Unfortunate news has come from the beloved country of Italy, Venice is now facing the uncertainty of being placed on the World’s Heritage in Danger list. On July 31st, the UN’s culture agency, UNESCO, proposed that Venice and its lagoon be included on the list, stating that the city did not make enough progress to prevent permanent consequences from tourism, climate change, and developmental projects. Adding that the assisting measures Italy has proposed—banning cruise ships from the lagoon and commencing the construction of seawalls to keep out high tide—are still insufficient to the necessary sustainable levels.
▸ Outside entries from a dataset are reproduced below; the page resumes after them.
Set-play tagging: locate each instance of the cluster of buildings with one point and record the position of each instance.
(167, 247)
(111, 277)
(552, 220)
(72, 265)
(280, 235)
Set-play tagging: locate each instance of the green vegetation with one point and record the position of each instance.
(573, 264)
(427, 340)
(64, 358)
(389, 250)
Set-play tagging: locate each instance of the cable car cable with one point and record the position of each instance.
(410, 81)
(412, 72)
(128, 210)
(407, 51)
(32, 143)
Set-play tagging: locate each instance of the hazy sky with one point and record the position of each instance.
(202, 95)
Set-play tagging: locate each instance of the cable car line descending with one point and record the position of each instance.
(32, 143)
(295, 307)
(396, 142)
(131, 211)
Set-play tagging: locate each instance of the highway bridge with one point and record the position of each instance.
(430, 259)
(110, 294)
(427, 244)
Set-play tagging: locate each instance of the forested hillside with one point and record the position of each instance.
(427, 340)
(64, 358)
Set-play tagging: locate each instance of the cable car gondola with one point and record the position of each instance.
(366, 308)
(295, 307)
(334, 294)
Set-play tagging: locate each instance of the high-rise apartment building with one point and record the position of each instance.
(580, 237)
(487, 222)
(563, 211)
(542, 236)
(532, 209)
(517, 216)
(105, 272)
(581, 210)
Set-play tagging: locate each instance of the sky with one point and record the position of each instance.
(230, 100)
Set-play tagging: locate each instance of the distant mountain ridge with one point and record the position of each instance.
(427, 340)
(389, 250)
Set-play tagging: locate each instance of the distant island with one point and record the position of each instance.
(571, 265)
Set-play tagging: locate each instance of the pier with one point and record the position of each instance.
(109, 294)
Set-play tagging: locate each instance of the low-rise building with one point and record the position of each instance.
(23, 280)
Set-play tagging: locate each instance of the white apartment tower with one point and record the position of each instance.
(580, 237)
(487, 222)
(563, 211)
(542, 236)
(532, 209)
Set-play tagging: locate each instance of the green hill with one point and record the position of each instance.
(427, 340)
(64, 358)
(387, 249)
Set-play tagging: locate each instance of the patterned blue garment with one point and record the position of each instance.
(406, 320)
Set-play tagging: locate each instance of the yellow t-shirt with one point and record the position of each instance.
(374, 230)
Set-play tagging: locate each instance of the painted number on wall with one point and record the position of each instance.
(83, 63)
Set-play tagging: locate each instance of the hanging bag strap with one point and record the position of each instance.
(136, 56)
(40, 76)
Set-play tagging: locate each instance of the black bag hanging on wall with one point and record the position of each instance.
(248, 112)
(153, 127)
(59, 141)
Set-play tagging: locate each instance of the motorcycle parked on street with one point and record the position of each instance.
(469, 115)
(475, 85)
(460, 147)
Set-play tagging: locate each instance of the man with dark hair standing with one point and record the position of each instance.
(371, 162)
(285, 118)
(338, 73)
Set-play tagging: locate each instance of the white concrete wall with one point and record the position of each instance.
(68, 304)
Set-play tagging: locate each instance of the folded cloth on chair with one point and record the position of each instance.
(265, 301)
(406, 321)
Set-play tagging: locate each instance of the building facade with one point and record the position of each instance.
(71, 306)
Venice, Italy has attracted mass tourism for decades, staying at the top of many’s bucket list destinations. But this has turned the once revolutionary city into a fragile and vulnerable hotspot. By securing a spot on the UNESCO list, Venice will receive the conservation assistance it needs to stabilize its environment. The list allows the UN to develop a corrective measurement plan to be implemented by national authorities, to then be monitored for peak success. UNESCO’s recommendation of list inclusion has not yet been finalized, it will go to a vote this month at the World Heritage Committee.
This is not the first time Venice has risked being put onto the endangered list. Back in 2019, UNESCO warned the city about the underlying damage of the steady welcoming of cruise ships the lagoon has foregone. So, in 2021, the city banned the entry of cruise ships into the lagoon to avoid any “real risk.” In 2020, a new system of seawalls went into production in hopes of protecting Venice from high tides that flood the city and erode the ancient buildings. Unfortunately, UNESCO stated the week of August 1 this year  that the seawalls were not complete, and needed maintenance and modernization. The agency did however acknowledge the environmental intention behind the project, but warned that efforts needed to be met immediately in order for protection to properly ensue.
Throughout previous years, Venice has deployed technological data collecting tools to monitor and control the flow of tourism. As well as develop a ticket booking system for visitation into the city. The booking system has received a significant amount of backlash from many residents, and to their gratitude has not yet been materialized. Many officials and political figures, including former Prime Minister Mr. Brunetta, explained that tourism is the one entity that is destroying the city’s health, but is what also keeps the city afloat. Finding a sustainable balance between the two is going to be a difficult process, but a much needed necessity.